I opted to be brave, and try a range of beers before allowing myself a familiar cider.
First up: A Kaiser Brothers Brewery Tangerine Dream. This golden wheat lager was utterly delicious. Fruity, refreshing and a perfect gateway beer.
Next up, my first sour beer of the evening at Deep Creak: a Steam Funk Apricot Gose. Sour beer, I'll discover by the end of the night, is the beer for me.
Refreshing and crisp my tasting note is simply amazing. I can picture sitting back on a hot summers afternoon with a glass of this in hand.
But now its time to take off the training wheels, and dive into the hops.
I give it a good shot. The South Island pale-ale at Eagle Brewing seems like a good plan, because I'm told it's brought in for people who don't love hops.

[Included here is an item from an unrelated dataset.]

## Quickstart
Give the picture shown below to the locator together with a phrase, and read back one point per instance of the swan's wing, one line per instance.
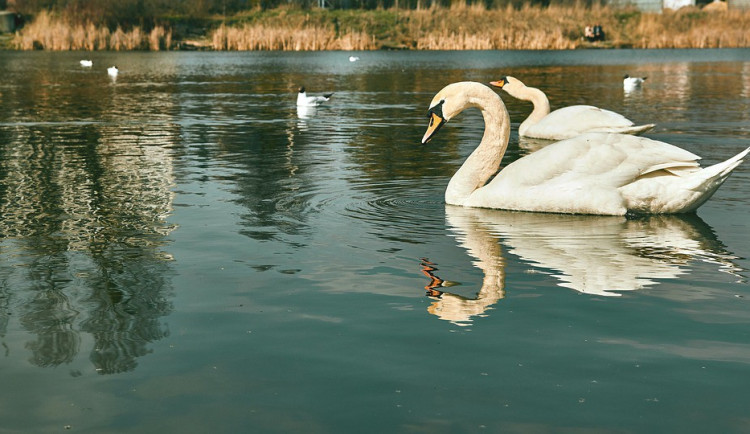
(581, 175)
(572, 121)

It's not too bad, but it's definitely not winning me over and my eyes start to seek out menus with Gose or wheat beer on the menu.

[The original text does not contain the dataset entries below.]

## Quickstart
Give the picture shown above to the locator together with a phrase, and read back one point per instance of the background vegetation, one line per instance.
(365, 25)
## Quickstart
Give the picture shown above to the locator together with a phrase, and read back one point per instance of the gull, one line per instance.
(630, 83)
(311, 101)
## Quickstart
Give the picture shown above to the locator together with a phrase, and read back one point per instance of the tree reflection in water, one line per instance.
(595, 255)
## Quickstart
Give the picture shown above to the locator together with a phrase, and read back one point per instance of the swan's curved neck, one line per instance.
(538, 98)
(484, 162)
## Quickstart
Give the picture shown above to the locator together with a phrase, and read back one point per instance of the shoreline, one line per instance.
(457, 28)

A big pigeon pilsner at Kereru is better. I could drink more of this - it's like training wheels for hoppy beers.
But a sip of a few of the big hoppy numbers my partner tries definitely aren't for me as I try to rid myself of the familiar sawdust feeling.
And then it's time for the big kahuna - a dark beer. My partner and I choose Altitude Brewing, and taste a whiskey barrel aged rum and raisin stout. It is smooth and delicious, leaving that familiar whiskey tingle.
But while its rich and complex, its also heavy, and I'm glad I only have a small taster.
By this stage I've earned a glass of water and some cider, but I'm somewhat converted to the world of beer.
At least, the ones without too many hops.
TIPS FOR BEGINNERS
Sour beers and wheat beers are a good option to get started.
If you're not sure, talk to the people serving. They're knowledgeable, friendly and eager to talk beer.
Don't be afraid of the homebrew stand. The NZHC stand has some great beers, particularly the Gin and Juice, a grapefruit and juniper IPA, by Baseline Brewing.
Unless you really love a beer, stick with the 75ml tasters. You get to try many more beers and they are usually generous pours.
Even the beer lovers should branch out into the ciders, because there are some truly delicious ones on offer. Tutu has a crisp classic apple cider, and the Zeffer apple crumble cider was amazingly complex in flavour with the familiar flavour and scent hitting you with every sip.
Ladies: this event is a revelation. While there are plenty of women, there are definitely more men, and this pays off when you need to go - there wasn't a line to be seen at the toilets.
Get in early with food. There are heaps of delicious eats on offer, but many had sold out by the end.